Her gün yeni bir diziye başlıyoruz. Beğenmiyoruz, yarım bırakıyoruz ve yenisine geçiyoruz. Özellike her şeyi çabucak tükettiğimiz bu çağda sıkılmadan, sindire sindire izlediğim, zaman zaman içinde kendimi bulduğum ve doğallığını sevdiğim bir dizi oldu Merlin. 

youtube play youtube play

2008 yapımı bir dizi olduğu için daha internet platformlarına düşmeden bile çoğumuzun bildiği bir dizi aslında. Hikaye, Kral Arthur Efsanesi üzerine kurulmuş olsa da bana göre kesinlikle Merlin’in hikayesi. 

Doğuştan gelen büyücülük yeteneklerini daha fazla yaşadığı küçük köyde saklayamayan Merlin’i, annesi eski bir dostu olan kraliyet hekimi Gaius’un yanına Camelot’a gönderir. Sırtında sırt çantası ile şehire varan Merlin’in şapşal ama korkusuz hali her şeyin başlangıcı olur. 

Büyücülüğe kesinlike karşı olan kral Uther, Merlin’i oğlunun yardımcısı yapıyor ve Merlin ile Arthur’un hikayesi başlıyor.

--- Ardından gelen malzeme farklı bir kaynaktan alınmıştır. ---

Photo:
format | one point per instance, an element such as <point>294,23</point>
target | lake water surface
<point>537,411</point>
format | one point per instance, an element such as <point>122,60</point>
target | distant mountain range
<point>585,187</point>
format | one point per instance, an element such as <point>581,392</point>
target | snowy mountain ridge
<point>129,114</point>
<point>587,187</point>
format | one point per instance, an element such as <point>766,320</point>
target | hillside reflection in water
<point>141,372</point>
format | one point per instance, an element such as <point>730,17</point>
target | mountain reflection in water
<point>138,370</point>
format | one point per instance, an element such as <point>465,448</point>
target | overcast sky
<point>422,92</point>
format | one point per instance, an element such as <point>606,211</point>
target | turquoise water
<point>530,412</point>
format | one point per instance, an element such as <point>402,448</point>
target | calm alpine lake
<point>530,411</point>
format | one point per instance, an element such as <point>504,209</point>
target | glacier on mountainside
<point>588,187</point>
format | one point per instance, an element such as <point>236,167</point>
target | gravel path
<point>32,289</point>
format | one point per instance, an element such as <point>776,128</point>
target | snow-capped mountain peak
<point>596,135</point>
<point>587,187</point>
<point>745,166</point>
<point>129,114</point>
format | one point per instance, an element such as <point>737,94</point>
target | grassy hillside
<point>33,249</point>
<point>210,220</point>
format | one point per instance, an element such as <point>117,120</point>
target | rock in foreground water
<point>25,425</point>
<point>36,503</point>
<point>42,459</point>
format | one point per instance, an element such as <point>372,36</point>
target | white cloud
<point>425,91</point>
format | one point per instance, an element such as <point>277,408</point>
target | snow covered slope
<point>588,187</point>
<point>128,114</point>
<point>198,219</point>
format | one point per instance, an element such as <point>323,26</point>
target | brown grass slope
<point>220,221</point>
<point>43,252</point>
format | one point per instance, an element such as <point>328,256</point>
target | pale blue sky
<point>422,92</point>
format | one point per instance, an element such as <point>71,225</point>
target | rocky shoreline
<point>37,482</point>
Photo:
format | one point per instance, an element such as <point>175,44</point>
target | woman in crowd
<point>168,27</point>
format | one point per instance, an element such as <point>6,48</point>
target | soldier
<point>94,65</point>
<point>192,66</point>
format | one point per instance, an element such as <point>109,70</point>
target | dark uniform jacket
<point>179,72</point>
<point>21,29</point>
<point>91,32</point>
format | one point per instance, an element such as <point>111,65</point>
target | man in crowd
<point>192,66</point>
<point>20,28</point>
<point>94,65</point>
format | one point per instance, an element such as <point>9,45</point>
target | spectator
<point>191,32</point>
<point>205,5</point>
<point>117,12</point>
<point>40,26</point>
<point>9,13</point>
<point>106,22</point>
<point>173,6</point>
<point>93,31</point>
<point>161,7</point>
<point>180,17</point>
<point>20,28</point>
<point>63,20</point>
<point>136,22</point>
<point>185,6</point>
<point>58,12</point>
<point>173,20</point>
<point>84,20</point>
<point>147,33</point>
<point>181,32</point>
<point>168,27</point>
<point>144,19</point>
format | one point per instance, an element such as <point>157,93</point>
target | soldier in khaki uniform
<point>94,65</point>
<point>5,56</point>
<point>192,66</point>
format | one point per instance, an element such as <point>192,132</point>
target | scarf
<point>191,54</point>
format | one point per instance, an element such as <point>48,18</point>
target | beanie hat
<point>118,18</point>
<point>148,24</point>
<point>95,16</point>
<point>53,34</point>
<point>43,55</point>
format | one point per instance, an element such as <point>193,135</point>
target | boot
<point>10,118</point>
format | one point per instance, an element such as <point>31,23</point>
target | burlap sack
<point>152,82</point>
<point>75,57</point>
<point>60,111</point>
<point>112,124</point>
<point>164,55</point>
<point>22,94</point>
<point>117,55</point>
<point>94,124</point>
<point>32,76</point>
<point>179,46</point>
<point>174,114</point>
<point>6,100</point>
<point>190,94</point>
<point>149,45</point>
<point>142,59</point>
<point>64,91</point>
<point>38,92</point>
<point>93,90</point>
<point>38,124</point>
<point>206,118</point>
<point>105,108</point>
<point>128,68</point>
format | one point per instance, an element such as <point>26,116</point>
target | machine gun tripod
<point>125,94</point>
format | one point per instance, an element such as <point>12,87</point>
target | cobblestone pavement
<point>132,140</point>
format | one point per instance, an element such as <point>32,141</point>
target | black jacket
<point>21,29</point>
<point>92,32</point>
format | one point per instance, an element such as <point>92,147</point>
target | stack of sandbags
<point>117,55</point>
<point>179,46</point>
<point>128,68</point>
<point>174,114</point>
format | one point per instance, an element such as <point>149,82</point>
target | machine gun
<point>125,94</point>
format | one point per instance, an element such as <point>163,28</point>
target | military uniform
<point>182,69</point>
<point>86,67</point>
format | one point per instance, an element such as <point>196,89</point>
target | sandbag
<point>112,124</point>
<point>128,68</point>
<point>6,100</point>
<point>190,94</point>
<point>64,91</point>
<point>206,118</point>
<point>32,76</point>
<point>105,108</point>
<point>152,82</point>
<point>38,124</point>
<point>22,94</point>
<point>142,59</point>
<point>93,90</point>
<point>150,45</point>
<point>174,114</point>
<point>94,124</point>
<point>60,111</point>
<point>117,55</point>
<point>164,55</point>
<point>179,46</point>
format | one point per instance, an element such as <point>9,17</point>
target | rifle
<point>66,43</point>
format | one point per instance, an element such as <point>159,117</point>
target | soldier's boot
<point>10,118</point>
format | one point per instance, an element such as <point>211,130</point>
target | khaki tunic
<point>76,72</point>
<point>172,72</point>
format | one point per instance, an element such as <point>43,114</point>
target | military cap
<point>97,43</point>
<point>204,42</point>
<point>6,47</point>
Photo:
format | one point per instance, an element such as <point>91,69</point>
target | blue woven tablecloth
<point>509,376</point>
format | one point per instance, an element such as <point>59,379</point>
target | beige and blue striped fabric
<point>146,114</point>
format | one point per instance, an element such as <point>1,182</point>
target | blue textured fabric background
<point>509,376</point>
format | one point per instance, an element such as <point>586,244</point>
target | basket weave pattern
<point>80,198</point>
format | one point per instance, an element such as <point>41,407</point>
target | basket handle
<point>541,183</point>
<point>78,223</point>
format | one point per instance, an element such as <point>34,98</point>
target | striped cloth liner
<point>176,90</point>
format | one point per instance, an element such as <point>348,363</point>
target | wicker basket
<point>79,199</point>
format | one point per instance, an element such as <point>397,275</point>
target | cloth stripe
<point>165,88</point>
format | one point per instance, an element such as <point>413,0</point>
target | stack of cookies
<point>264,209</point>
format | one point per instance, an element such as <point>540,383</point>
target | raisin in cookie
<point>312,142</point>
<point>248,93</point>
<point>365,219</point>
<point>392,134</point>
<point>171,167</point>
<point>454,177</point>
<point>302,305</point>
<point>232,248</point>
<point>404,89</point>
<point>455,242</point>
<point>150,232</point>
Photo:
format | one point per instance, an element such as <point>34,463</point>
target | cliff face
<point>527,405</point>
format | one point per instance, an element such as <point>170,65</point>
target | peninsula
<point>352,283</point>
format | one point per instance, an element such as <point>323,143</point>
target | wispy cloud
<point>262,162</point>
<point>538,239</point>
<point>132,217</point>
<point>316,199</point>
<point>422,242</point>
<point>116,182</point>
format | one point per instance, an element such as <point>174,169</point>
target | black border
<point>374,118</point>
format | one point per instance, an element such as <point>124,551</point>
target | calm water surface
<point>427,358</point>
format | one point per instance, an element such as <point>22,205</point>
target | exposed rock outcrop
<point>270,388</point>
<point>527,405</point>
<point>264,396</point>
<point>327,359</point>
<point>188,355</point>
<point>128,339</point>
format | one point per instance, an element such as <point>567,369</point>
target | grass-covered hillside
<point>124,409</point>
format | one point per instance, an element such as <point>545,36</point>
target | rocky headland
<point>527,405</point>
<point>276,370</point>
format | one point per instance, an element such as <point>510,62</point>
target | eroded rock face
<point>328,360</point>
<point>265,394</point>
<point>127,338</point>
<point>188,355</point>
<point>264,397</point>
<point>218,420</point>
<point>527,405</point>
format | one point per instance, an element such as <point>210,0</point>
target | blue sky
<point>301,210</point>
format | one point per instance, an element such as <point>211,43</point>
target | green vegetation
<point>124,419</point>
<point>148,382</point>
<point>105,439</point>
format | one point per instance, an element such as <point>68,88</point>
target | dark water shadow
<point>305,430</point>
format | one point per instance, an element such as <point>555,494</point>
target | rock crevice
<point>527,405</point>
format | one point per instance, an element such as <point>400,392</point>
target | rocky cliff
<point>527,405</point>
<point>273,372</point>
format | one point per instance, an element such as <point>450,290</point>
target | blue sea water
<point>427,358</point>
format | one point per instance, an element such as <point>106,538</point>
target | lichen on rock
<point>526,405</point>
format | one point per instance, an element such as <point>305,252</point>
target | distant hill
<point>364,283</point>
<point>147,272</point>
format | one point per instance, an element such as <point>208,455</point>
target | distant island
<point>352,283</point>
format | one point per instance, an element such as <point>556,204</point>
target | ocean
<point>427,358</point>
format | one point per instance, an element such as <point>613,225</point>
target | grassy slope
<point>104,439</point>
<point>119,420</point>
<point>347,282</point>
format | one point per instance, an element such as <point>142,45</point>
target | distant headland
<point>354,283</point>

Kimsenin karşı koyamadığı Arthur’a Merlin, doğru bulmadığı her konuda fikrini söyleyerek karşı çıkıyor. Arthur ise sürekli didiştiği Merlin’in dostluğuna ve fikirlerine zamanla her şeyden çok güveniyor.

Merlin ve Kral Arthur
Merlin ve Kral Arthur | Fotoğraf: subsaga

Problemlerin sıkmaya başlamadan her bölüm sonunda çözülmesi ve akışı ise diziyi benim gözümde daha da izlenilir kılıyor. Her koşulda iyilerin kazandığını görmek dizi bile olsa çok umut verici. Her anında mantık aramayacağınız bu dizinin bilim-kurgu tarafını ise 2008 yılının olanaklarına göre değerlendirmeniz gerekiyor. 

Kesinlikle izlenesi bir dostluk gördüğüm bu dizide samimiyet, zorluk ve iyiliğin mücadelesi karşısında kayıtsız kalmak mümkün değil. Üstelik artık Netflix’ten kolayca izleyebilirsiniz. Çerezlik niyetine ilk bölümüne bir şans vermenizi diliyorum ve Merlin’den bir söz ile yazımı bitiriyorum: “Her şey seçimlerine bağlı genç büyücü.”